NewsyMarcin Hakiel nie płaci pracownikom? "Bywało z tym różnie"

Marcin Hakiel nie płaci pracownikom? "Bywało z tym różnie"

Problemy finansowe Marcina Hakiela dają o sobie znać. Tancerz musiał podjąć zdecydowane kroki, aby uregulować wszystkie długi. Zdecyduje się na sprzedaż warszawskiej willi?

Marcin Hakiel
Marcin Hakiel
Źródło zdjęć: © AKPA | Jacek Kurnikowski

11.09.2024 13:02

Nad Marcinem Hakielem zawisły niedawno ciemne chmury. Wszystko zaczęło się od tego, że nie pojawi się w "Tańcu z gwiazdami". Na domiar złego przed kilkoma dniami tancerz został pobity w samym centrum Warszawy, a do tego do mediów trafiły informacje na temat jego problemów finansowych.

Dalsza część artykułu pod materiałem wideo

Marcin Hakiel ma problemy finansowe

Wkrótce po sukcesie pierwszych edycji "Tańca z gwiazdami" Marcin Hakiel postanowił założyć własną szkołę tańca, która działa nieprzerwanie od kilkunastu lat. Niedawno otworzył się kolejny oddział firmy, a sam tancerz opublikował na profilu w mediach społecznościowych informacje o tym, że rusza nowy sezon taneczny w jego szkołach. Właśnie wtedy pojawiły się pierwsze informacje o problemach finansowych Marcina Hakiela.

W rozmowie z "Faktem" gwiazdor przyznał, że ma problemy finansowe, jednak rozwiązaniem ma być restrukturyzacja, która rozpoczęła się 1 sierpnia.
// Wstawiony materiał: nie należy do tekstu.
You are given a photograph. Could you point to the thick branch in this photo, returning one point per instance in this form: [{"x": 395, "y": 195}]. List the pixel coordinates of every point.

Zaznaczył przy okazji, że obecnie pracownicy otrzymują wynagrodzenie:

Bieżące pensje są wypłacane, bo wynika to z przepisów prawa restrukturyzacyjnego. Od momentu obwieszczenia restrukturyzacji firma wypłaca pensje. Wcześniej z tym bywało różnie...

Marcin Hakiel zdecyduje się na sprzedaż willi w Wilanowie?

Dodał jednak, że nie unika odpowiedzialności, ale "sam nie jest w stanie wszystkiego kontrolować w takiej działalności". "Wierzę, że postępowanie restrukturyzacyjne uzdrowi kondycję firmy. Prowadząc biznes, raz bywa łatwej, raz trudniej. Najważniejsze, żeby iść do przodu, działać i wszystko prostować" - dodał.

Rozwiązaniem mogłaby być sprzedaż willi na Wilanowie, którą gwiazdor kupił wspólnie z Katarzyną Cichopek, gdy byli jeszcze małżeństwem. Posiadłość mierzy 500 metrów kwadratowych i może być warta nawet 3,5 miliona złotych. Ze sprzedażą może być jednak pewien problem. Okazuje się, że para częściowo kupiła ją za 700 tys. złotych w gotówce, ale byli także zmuszeni wziąć na nią kredyt we frankach:

Ta nieruchomość nie jest jeszcze upłynniona. Kiedyś może to się wydarzy... Od czterech lat toczy się sprawa frankowa dotycząca kredytu na ten dom -wyjaśnił Marcin Hakiel.